50 years ago today the Moors Murders monsters got life

Reporter: KEN BENNETT
Date published: 06 May 2016


I AM focussed on the blank, unfathomable eyes of two people sitting side by side in a courtroom with blood on their hands.

Ian Brady, haughty, arched eyebrows with pouting lips, and his willing accomplice blonde-haired, Myra Hindley were on remand for killing Edward Evans at their home in Hattersley.

At that time, the chilling slaughter of the 17-year-old was the only murder recorded against them.

Yet, during their brief weekly appearances at Hyde magistrates court, they never once glanced at each other.
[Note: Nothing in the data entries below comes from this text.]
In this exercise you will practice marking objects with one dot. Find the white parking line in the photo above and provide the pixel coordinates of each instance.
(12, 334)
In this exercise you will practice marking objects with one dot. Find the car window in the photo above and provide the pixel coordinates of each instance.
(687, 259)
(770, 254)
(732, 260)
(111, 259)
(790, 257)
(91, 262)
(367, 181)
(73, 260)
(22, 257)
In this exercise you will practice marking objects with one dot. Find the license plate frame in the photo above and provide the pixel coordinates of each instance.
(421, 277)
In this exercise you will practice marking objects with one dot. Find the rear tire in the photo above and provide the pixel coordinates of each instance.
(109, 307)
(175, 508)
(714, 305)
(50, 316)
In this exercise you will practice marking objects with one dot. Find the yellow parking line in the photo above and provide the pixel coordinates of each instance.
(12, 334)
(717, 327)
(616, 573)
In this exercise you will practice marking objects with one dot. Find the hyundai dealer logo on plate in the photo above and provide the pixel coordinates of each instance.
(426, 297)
Instead they sat, bolt upright with unflinching stares at the thronged press benches filled with the world’s media.

Looking back, it was a frightening and surreal scenario.

Legal restrictions meant the couple’s remand appearances were dismissed in a couple of paragraphs, consigned to the bottom of a page.

But page one and centre spreads of newspapers worldwide screamed every minute detail of a relentless search on Saddleworth Moor for missing children.

Because the shocking reality was detailed police investigations into Brady and Hindley had already revealed grisly evidence of their sadistic legacy of death.

I was on Saddleworth Moor the day the first police spade dug into the cold peat. It was a cruel introduction to a relationship that was to resonate throughout my life.

Remember the times: These were the swinging 60s filled with The Beatles, button-down shirts and mini skirts. People didn’t kill children and bury them in these shockingly beautiful locations.

But they had and did.

It was hard to accept the shocking reality that we were all on a tragic journey that would eventually lead to the discovery of the bodies of Pauline Reade, John Kilbride and Lesley Ann Downey buried in shallow graves.

And as Brady and Hindley continued their courtroom silence the magnitude of their terrible crimes began to unfold.

However for me, the overriding reality was first brought home after John Kilbride had gone missing from Ashton.

Vanished

It was here in 1964 I was to renew a long standing friendship with new CID chief, Joe Mounsey who I first met as a detective sergeant some years earlier when I was a junior reporter.

John Kilbride had vanished a year earlier after last being seen on the town’s market ...

But Big Joe, a miner’s son, was determined to crack the case and the little boy became known as “Mounsey’s lad” to his colleagues.

Every week, he would visit the Kilbride family and, over a cup of tea in his office after one meeting, I asked him to share his thoughts.

His response still sends a chill down my spine. He stared balefully over the rim of his cup and said: “He’s dead and he’s been bloody murdered.”

It was a prophecy that was to come true when John’s body was discovered by the tenacious detective as part of the ongoing moors investigation in 1965. And ironically, it was Joe’s widow Margaret, herself a former police woman, who was a key source for the acclaimed ITV 1 drama “See No Evil: The Moors Murders” shown in 2007.

Played on screen by actor George Costigan, the late detective was at the heart of the police work which uncovered Brady and Hindley’s killing spree.

Later described as one of Britain’s most renowned and innovative senior police officers, Mounsey shook up sections of the police who had all but given up the search.

At the time the film’s writer Neil McKay, said: “The attention paid to the children who went missing was much less than would be the case today.

“The mid-sixties was a more innocent world, in which front doors remained unlocked and parents did not feel the need to watch over their children as they played out in the streets.

“Without Mounsey, it is unlikely any of the children would ever have been found, or Brady would have been convicted of their murders – or indeed that Hindley would ever have gone to jail at all.”

Joe Mounsey died in 1997 at the age of 73. He was awarded the Queen’s Police Medal for his work at the head of Lancashire CID and became assistant chief constable in 1976. He retired in 1988, when he was awarded the OBE.

The father-of-three’s two sons also went on to become policemen.